其二,古田会议构建了我军政治工作的雏形。政治工作是党在军队中的思想工作和组织工作,是实现党对军队绝对领导的根本保证,是人民军队的生命线,其源头可以追溯到北伐时期与国民党一起建立新军队的实践。毛泽东后来说:“那时军队有一种新气象,……军队设立了党代表和政治部,这种制度是中国历史上没有的,靠了这种制度使军队一新其面目。”但是,那时候毕竟不是共产党独立建设和领导军队。南昌起义后,经过两年多的摸索,我们党对军队政治工作有了更深的认识,积累了新的经验。古田会议可以说就是这些新鲜经验的总结和结晶。如前所述,古田会议决议对军队中党组织的地位,党的组织建设、思想建设等都作了科学的规范和部署。此外,决议科学界定了军事工作与政治工作、军事系统与政治系统的关系,特别是系统阐发了红军的宣传工作问题、士兵的政治训练问题,提出了一些非常著名的论断,如“红军党内最迫切的问题,要算是教育的问题”,“红军的宣传工作是红军第一个重大工作”。决议对如何做好宣传工作、开展政治训练从内容到形式、方法等都做了具体而微的规定,提出了明确的要求。85年日月轮替,斗转星移,但今天重温决议,仍然可以感到其穿越时空、历久弥新的马克思主义真理光辉,这些基本的方法论原则对于我们做好新形势下的思想政治工作,做好军事外宣工作依然具有重要的指导意义。正如叶剑英元帅1978年在全军政工会议上指出的:“从古田会议到现在,我军的政治工作有很大的发展,但是它的根本原则,它的基础,还是古田会议奠定的。”

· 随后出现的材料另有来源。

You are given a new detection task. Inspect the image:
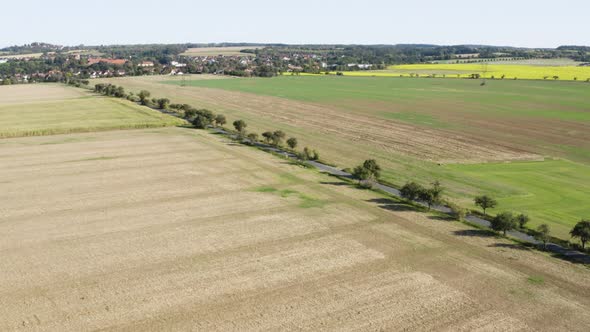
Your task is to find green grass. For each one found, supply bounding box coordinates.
[166,76,590,124]
[0,95,185,138]
[527,276,545,285]
[254,186,327,209]
[446,159,590,239]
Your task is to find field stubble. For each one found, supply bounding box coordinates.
[1,128,589,330]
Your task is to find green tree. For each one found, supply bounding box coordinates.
[352,165,371,184]
[418,189,436,210]
[352,159,381,187]
[261,131,273,144]
[215,114,226,127]
[449,203,467,221]
[362,159,382,180]
[418,181,444,210]
[94,83,105,93]
[115,86,126,98]
[490,212,516,236]
[157,98,170,109]
[271,130,286,146]
[192,115,210,129]
[570,219,590,249]
[536,224,550,250]
[286,137,298,150]
[138,90,151,105]
[233,120,247,133]
[474,195,497,215]
[302,147,319,161]
[247,133,258,144]
[184,108,197,120]
[400,181,423,201]
[516,214,529,229]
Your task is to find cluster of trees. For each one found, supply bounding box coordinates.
[473,194,590,251]
[348,163,589,251]
[400,180,444,210]
[225,121,320,161]
[94,83,127,98]
[352,160,382,188]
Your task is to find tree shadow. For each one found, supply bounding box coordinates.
[367,198,416,212]
[428,215,454,222]
[453,229,495,238]
[488,243,531,251]
[320,181,350,186]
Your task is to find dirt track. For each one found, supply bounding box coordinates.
[1,128,589,331]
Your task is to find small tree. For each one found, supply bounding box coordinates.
[474,195,497,215]
[490,212,516,236]
[516,214,529,229]
[570,219,590,249]
[311,149,320,161]
[233,120,247,133]
[215,114,226,127]
[138,90,151,105]
[271,130,286,146]
[192,115,210,129]
[363,159,381,179]
[247,133,258,144]
[303,147,319,161]
[536,224,550,250]
[262,131,273,144]
[115,86,126,98]
[184,108,196,120]
[352,165,370,184]
[352,159,381,187]
[286,137,298,150]
[418,189,436,210]
[400,181,423,201]
[157,98,170,110]
[449,203,467,221]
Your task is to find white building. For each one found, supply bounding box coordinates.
[171,61,187,68]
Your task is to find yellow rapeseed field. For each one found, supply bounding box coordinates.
[334,64,590,81]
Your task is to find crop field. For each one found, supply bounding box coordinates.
[0,84,184,138]
[94,75,590,240]
[335,63,590,81]
[437,58,583,66]
[1,127,589,330]
[181,46,260,57]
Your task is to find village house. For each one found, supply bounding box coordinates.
[171,61,187,68]
[138,61,154,67]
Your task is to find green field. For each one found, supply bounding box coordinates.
[160,75,590,240]
[0,85,185,138]
[447,160,590,235]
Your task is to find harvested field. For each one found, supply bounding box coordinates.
[181,46,260,57]
[1,127,589,331]
[0,84,185,138]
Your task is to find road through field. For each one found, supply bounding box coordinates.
[2,127,590,330]
[230,131,590,265]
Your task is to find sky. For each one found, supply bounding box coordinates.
[2,0,589,48]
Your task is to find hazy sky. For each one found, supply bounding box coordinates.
[2,0,588,48]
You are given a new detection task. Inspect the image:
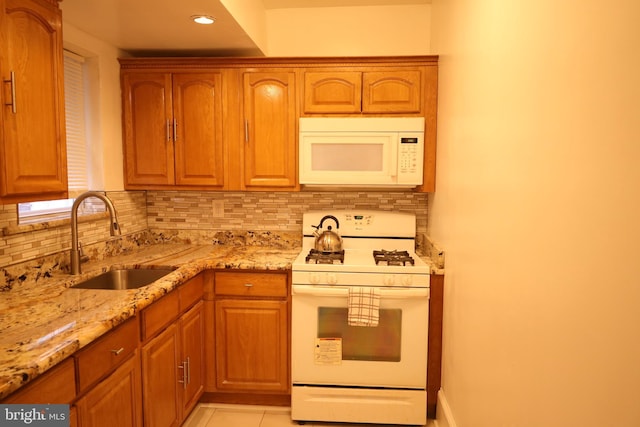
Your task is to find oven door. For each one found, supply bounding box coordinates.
[291,284,429,389]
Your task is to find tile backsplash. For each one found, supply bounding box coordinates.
[146,190,427,233]
[0,190,427,268]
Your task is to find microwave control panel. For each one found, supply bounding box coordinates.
[398,135,424,184]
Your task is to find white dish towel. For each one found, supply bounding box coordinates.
[347,286,381,327]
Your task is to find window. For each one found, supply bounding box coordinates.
[18,50,93,224]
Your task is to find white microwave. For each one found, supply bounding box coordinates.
[299,117,425,188]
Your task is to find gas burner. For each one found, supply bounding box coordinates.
[306,249,345,264]
[373,250,415,266]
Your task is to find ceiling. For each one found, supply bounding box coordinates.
[60,0,430,57]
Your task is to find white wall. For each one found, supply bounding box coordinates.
[265,5,430,56]
[429,1,640,426]
[62,22,125,191]
[220,0,269,54]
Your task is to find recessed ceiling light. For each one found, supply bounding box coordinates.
[192,15,215,25]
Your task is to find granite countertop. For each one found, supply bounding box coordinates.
[0,243,300,400]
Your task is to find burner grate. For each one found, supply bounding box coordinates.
[373,250,415,266]
[306,249,345,264]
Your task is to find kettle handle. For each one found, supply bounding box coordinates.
[318,215,340,230]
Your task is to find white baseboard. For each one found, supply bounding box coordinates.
[433,389,457,427]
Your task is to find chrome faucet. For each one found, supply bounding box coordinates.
[70,191,121,275]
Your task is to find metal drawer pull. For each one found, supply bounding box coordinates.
[244,283,253,288]
[4,71,16,113]
[111,347,124,356]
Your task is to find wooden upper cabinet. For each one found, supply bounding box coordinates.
[303,71,362,113]
[173,73,224,187]
[122,73,174,186]
[241,71,297,190]
[121,71,224,189]
[362,70,421,113]
[303,69,422,115]
[0,0,67,204]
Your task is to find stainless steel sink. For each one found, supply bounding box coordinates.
[70,268,175,290]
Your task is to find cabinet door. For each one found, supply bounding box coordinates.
[362,70,422,114]
[141,323,181,427]
[0,0,67,202]
[303,71,362,113]
[215,298,288,392]
[173,73,224,188]
[242,71,297,190]
[180,301,205,416]
[122,72,174,186]
[76,351,142,427]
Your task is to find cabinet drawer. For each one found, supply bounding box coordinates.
[141,290,179,341]
[179,274,204,311]
[76,318,139,392]
[214,272,287,298]
[3,358,76,404]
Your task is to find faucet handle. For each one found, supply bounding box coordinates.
[78,242,90,263]
[111,221,121,236]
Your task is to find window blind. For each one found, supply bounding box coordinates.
[63,49,89,197]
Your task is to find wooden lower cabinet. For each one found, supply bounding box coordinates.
[212,271,289,396]
[215,298,288,392]
[76,350,142,427]
[181,301,205,414]
[141,300,205,427]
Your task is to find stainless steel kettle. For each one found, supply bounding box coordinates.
[312,215,343,253]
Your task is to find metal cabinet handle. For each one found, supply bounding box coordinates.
[111,347,124,356]
[178,357,190,389]
[166,120,171,141]
[173,119,177,142]
[4,71,16,113]
[178,362,185,386]
[244,283,253,288]
[185,356,191,385]
[244,120,249,143]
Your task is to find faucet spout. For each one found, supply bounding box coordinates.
[70,191,121,275]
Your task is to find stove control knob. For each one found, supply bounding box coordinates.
[383,275,396,286]
[309,272,320,284]
[401,275,413,286]
[327,273,338,284]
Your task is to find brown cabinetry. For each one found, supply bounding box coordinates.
[0,0,67,204]
[74,318,143,427]
[212,271,289,394]
[75,317,139,392]
[119,56,438,192]
[303,69,422,114]
[140,274,205,427]
[75,350,142,427]
[238,71,298,190]
[122,72,224,189]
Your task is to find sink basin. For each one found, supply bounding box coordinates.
[71,268,175,290]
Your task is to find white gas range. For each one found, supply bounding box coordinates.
[291,210,430,426]
[292,210,430,286]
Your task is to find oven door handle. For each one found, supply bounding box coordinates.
[292,285,429,299]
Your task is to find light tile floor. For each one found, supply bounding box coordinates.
[182,404,435,427]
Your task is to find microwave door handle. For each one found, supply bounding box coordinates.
[390,136,399,177]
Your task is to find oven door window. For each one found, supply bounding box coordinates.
[317,307,402,362]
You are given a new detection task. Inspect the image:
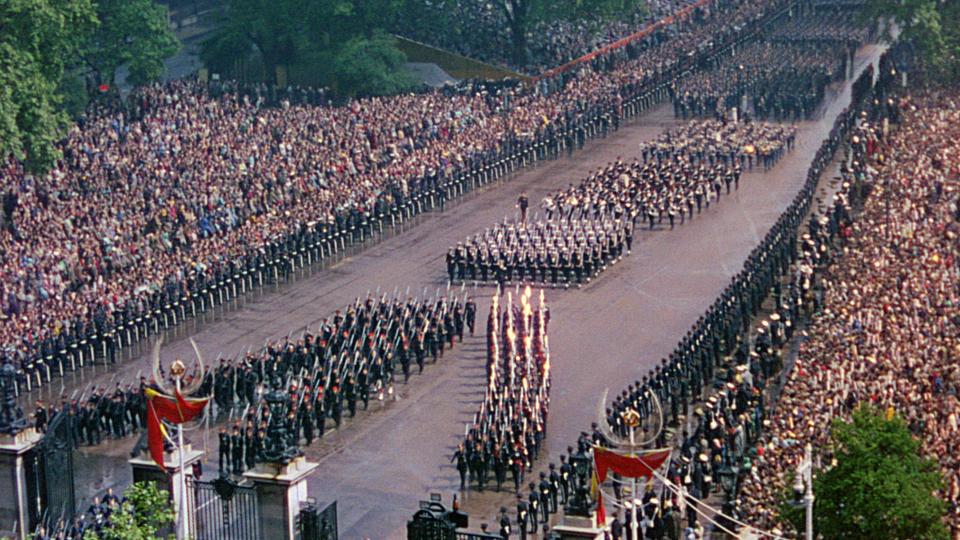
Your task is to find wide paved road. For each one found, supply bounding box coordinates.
[53,44,883,539]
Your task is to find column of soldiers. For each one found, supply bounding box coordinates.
[672,42,845,121]
[496,64,879,538]
[671,12,871,122]
[455,288,551,505]
[33,380,148,448]
[447,218,631,288]
[768,11,871,49]
[214,288,476,475]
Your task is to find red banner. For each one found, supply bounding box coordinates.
[145,388,209,471]
[593,447,671,483]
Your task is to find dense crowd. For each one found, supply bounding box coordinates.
[454,288,551,496]
[1,0,799,392]
[392,0,697,75]
[446,216,631,287]
[738,89,960,535]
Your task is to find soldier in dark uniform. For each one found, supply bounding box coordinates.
[527,483,541,532]
[231,424,244,474]
[516,495,530,540]
[499,507,512,539]
[244,426,257,470]
[538,472,553,516]
[452,443,469,489]
[517,192,529,222]
[301,403,315,445]
[34,401,48,433]
[344,375,357,417]
[465,298,477,336]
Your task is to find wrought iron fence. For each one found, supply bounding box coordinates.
[185,475,260,540]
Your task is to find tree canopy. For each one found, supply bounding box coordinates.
[814,406,948,540]
[0,0,97,172]
[864,0,960,81]
[79,0,180,87]
[202,0,416,96]
[83,481,175,540]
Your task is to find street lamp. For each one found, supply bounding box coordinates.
[717,464,738,501]
[564,449,592,517]
[791,443,814,540]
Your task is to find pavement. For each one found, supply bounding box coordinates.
[44,43,885,540]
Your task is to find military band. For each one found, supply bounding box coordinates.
[459,289,551,498]
[447,217,630,288]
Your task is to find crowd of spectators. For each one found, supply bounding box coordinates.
[738,88,960,535]
[392,0,698,75]
[0,0,799,389]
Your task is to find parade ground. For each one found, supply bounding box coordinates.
[30,43,886,539]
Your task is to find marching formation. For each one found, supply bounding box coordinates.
[31,288,479,469]
[210,287,475,474]
[446,217,631,288]
[637,120,796,171]
[455,288,551,495]
[670,12,870,121]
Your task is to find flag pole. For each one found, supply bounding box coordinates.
[173,362,188,540]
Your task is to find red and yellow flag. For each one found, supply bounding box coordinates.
[144,388,209,471]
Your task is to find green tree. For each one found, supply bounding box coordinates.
[0,0,97,172]
[814,406,947,540]
[203,0,413,91]
[864,0,960,82]
[83,482,175,540]
[78,0,180,87]
[203,0,309,85]
[332,31,415,97]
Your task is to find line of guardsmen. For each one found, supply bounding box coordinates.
[212,290,478,474]
[489,72,873,537]
[33,379,149,448]
[446,218,631,288]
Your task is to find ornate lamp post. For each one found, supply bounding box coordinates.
[260,375,301,465]
[564,449,592,517]
[718,464,738,501]
[0,363,27,436]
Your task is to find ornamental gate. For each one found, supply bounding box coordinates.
[41,412,76,524]
[298,499,338,540]
[25,411,77,531]
[185,475,260,540]
[407,506,456,540]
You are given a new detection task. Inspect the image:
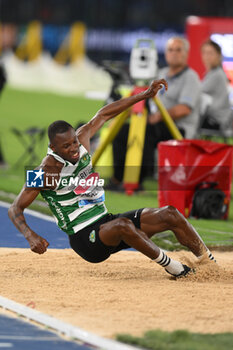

其三,古田会议明确了我军必须坚持的政治观点和必须担负的政治任务。军队是干什么的?是打仗的。军队必须能打仗、打胜仗,对这一点丝毫不应该有任何疑义。革命的成败、中国的存亡,系于战争的胜负。我军首先是、永远是一个战斗队,这是毛泽东从战争年代到新中国成立以后反复强调的一个思想。但是,我军不是单纯地打仗、不是为打仗而打仗,是为实现党的政治目标、为着人民的利益而工作、而战斗的,军队必须有鲜明的政治观点。在我军初创时期,鉴于部队中一度存在的比较浓重的单纯军事观点和所处的严峻的外部环境,古田会议决议强调:“中国的红军是一个执行革命的政治任务的武装集团。特别是现在,红军决不是单纯地打仗的,它除了打仗消灭敌人军事力量之外,还要负担宣传群众、组织群众、武装群众、帮助群众建立革命政权以至于建立共产党的组织等项重大的任务。”否则,“红军的打仗……就是失去了打仗的意义,也就是失去了红军存在的意义。”决议批评了“过分相信军事力量,而不相信人民群众的力量”,“不愿意艰苦地做细小严密的群众工作”的倾向。这就明确无误地告诉我们,群众观点是我军所必须坚持的基本政治观点。我军来自人民、为了人民、服务人民,也必须紧紧地和人民站在一起,诚心实意地依靠人民。我军除打仗之外,还应该成为党开展群众工作的骨干力量,成为党联系群众的重要纽带和桥梁。85年来,正是因为始终坚持了决议所规定的职能任务原则,我军才不仅成为了一支在战场上一往无前、所向披靡的军队,而且成为了一支军政兼优、文武兼备的军队,成为了党的群众路线和政治优势的最集中、最直接的体现者,成为了党所倡导的先进文化的“首善之区”,用崭新的道德风尚影响和带动了全民族。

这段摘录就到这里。